Yongwei
Chen
a,
Houxiao
Wu
a,
Qiangqiang
Xiao
a,
Daofei
Lv
a,
Feier
Li
a,
Zhong
Li
a and
Qibin
Xia
*ab
aSchool of Chemistry and Chemical Engineering, South China University of Technology, P. R. China. E-mail: qbxia@scut.edu.cn
bGuangdong Provincial Key Lab of Green Chemical Product Technology, South China University of Technology, Guangzhou 510640, P.R. China
First published on 2nd November 2018
Given the fact that solvothermal synthesis is the most common synthetic method to obtain metal–organic frameworks (MOFs) on a gram scale, it still remains a great challenge to produce MOFs in a scalable and sustainable synthetic process.
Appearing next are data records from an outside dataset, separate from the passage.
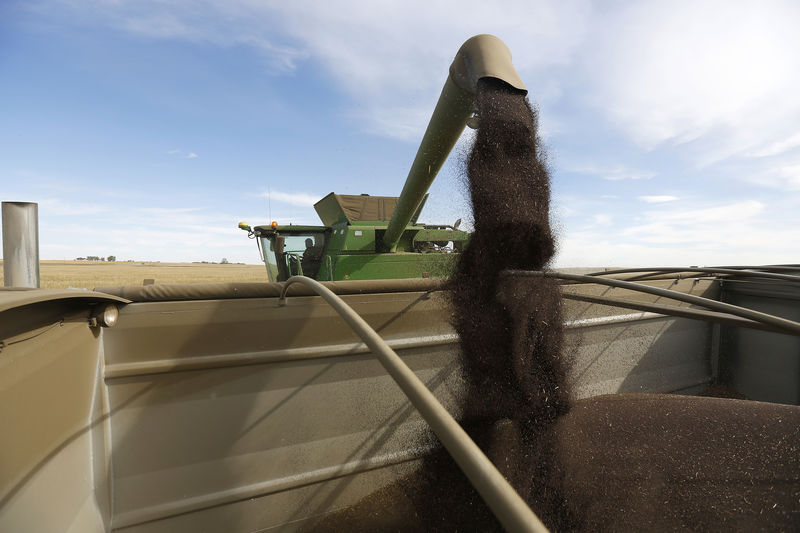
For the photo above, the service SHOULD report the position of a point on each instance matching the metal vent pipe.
(21, 244)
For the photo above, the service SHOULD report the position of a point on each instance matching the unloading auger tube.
(482, 56)
(509, 508)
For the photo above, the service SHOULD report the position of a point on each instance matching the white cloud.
(779, 147)
(657, 199)
(383, 55)
(732, 233)
(722, 72)
(301, 199)
(181, 153)
(614, 173)
(602, 219)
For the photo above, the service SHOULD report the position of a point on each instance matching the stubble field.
(91, 274)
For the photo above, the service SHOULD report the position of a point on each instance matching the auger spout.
(479, 57)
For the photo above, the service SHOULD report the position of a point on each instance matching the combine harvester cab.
(350, 244)
(247, 407)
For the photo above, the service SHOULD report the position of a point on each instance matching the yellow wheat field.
(91, 274)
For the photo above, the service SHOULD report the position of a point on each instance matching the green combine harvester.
(377, 237)
(352, 243)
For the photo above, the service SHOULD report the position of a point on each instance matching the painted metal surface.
(763, 365)
(233, 413)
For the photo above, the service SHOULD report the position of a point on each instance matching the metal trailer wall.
(240, 414)
(761, 365)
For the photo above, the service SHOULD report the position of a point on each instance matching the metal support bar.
(509, 508)
(784, 325)
(672, 310)
(656, 271)
(21, 244)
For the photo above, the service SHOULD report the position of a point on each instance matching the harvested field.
(90, 274)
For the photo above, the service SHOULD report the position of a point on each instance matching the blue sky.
(148, 129)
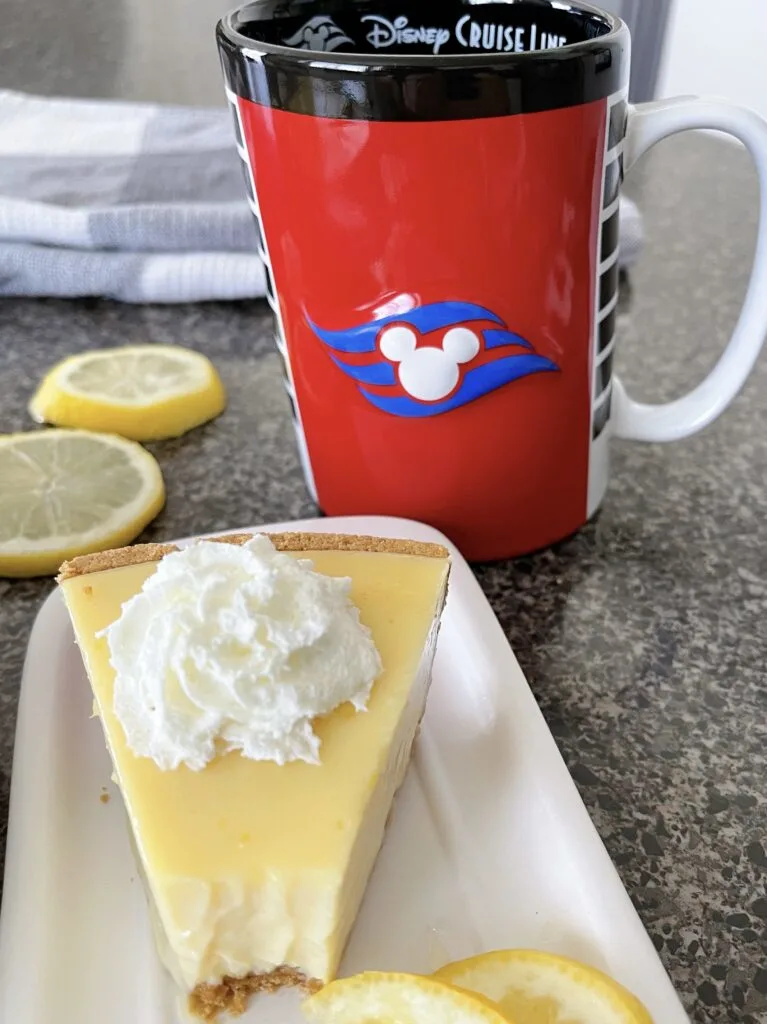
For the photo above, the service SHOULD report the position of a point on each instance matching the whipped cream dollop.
(232, 647)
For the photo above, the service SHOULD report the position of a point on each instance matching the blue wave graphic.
(374, 373)
(424, 318)
(476, 383)
(493, 339)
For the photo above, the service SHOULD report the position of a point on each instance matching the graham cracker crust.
(232, 994)
(138, 553)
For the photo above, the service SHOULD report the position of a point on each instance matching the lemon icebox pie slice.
(259, 696)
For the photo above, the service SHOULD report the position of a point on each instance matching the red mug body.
(442, 265)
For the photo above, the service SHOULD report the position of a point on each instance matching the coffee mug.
(437, 201)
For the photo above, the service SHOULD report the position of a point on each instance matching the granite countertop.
(643, 637)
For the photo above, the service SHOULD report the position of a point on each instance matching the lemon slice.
(397, 998)
(535, 987)
(145, 392)
(68, 493)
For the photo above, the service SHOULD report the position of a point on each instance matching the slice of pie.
(255, 870)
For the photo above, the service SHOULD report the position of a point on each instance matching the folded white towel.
(134, 202)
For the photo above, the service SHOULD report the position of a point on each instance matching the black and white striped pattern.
(271, 295)
(606, 288)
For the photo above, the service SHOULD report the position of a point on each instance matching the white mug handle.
(648, 123)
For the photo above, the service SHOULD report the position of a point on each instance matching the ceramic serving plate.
(489, 845)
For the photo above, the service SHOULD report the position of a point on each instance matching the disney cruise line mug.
(436, 187)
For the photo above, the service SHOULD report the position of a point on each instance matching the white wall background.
(717, 47)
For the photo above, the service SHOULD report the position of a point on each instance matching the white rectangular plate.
(489, 845)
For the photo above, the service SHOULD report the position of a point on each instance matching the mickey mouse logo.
(429, 373)
(320, 33)
(433, 358)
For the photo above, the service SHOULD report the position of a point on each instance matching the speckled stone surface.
(644, 638)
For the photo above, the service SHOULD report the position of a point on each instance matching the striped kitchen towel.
(134, 202)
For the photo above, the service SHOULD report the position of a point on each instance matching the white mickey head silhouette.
(428, 374)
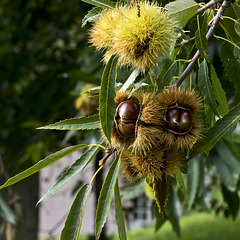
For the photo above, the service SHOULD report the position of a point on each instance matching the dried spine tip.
(182, 123)
(137, 34)
(157, 162)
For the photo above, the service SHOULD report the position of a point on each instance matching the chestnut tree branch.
(208, 5)
(209, 34)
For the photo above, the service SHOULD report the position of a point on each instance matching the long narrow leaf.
(100, 3)
(71, 230)
(72, 171)
(205, 86)
(201, 42)
(80, 123)
(105, 197)
(42, 164)
(220, 128)
(6, 212)
(91, 16)
(193, 181)
(219, 92)
(119, 213)
(107, 96)
(182, 10)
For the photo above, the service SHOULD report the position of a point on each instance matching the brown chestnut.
(126, 117)
(185, 121)
(127, 130)
(172, 117)
(128, 110)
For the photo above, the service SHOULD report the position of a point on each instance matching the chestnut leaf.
(71, 230)
(42, 164)
(78, 123)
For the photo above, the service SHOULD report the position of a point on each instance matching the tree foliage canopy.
(205, 57)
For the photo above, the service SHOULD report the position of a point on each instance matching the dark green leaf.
(228, 158)
(91, 16)
(193, 181)
(232, 200)
(205, 86)
(228, 178)
(237, 27)
(6, 212)
(105, 197)
(220, 128)
(160, 188)
(71, 230)
(119, 213)
(80, 123)
(182, 10)
(232, 69)
(174, 211)
(201, 42)
(160, 220)
(100, 3)
(42, 164)
(72, 171)
(179, 177)
(107, 96)
(167, 73)
(218, 92)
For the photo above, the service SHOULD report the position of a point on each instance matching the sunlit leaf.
(71, 230)
(79, 123)
(107, 95)
(100, 3)
(91, 16)
(105, 197)
(6, 212)
(42, 164)
(119, 213)
(182, 10)
(219, 129)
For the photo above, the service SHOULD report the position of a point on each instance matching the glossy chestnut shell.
(126, 117)
(178, 120)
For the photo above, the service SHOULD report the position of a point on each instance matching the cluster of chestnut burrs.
(151, 132)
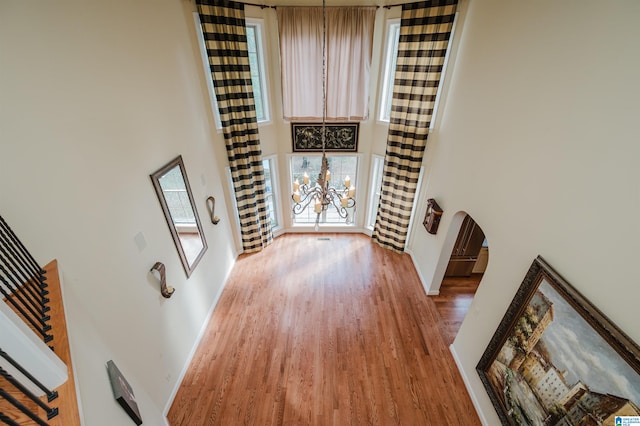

In this work, we develop a facile and rapid synthesis of copper-based MOF-505 by the exploitation of layered (Zn,Cu) hydroxy double salt as the intermediate for efficient MOF-505 crystallization at room temperature, in which [(Zn,Cu)(OH)NO3] is synthesized by reacting ZnO with Cu(NO3)2. Under an optimized reaction time of 25 min, MOF-505-25 exhibits a Brunauer–Emmett–Teller (BET) surface area of 1076 m2 g−1 and the pore size is narrowly distributed at 5.9 and 8.0 Å. With respect to CO2 adsorption and separation performance, MOF-505-25 shows a moderate CO2 uptake of 3.51 mmol g−1 at 298 K and 100 kPa and high CO2/CH4 and CO2/N2 adsorption selectivities of 7 and 29. Particularly, the formation of MOF-505 can be completed within a short reaction time (less than 30 min) whilst maintaining high quality. This facile and rapid room temperature synthetic procedure would pave the way for promoting the development of MOF materials large-scale production with minimizing the energy input.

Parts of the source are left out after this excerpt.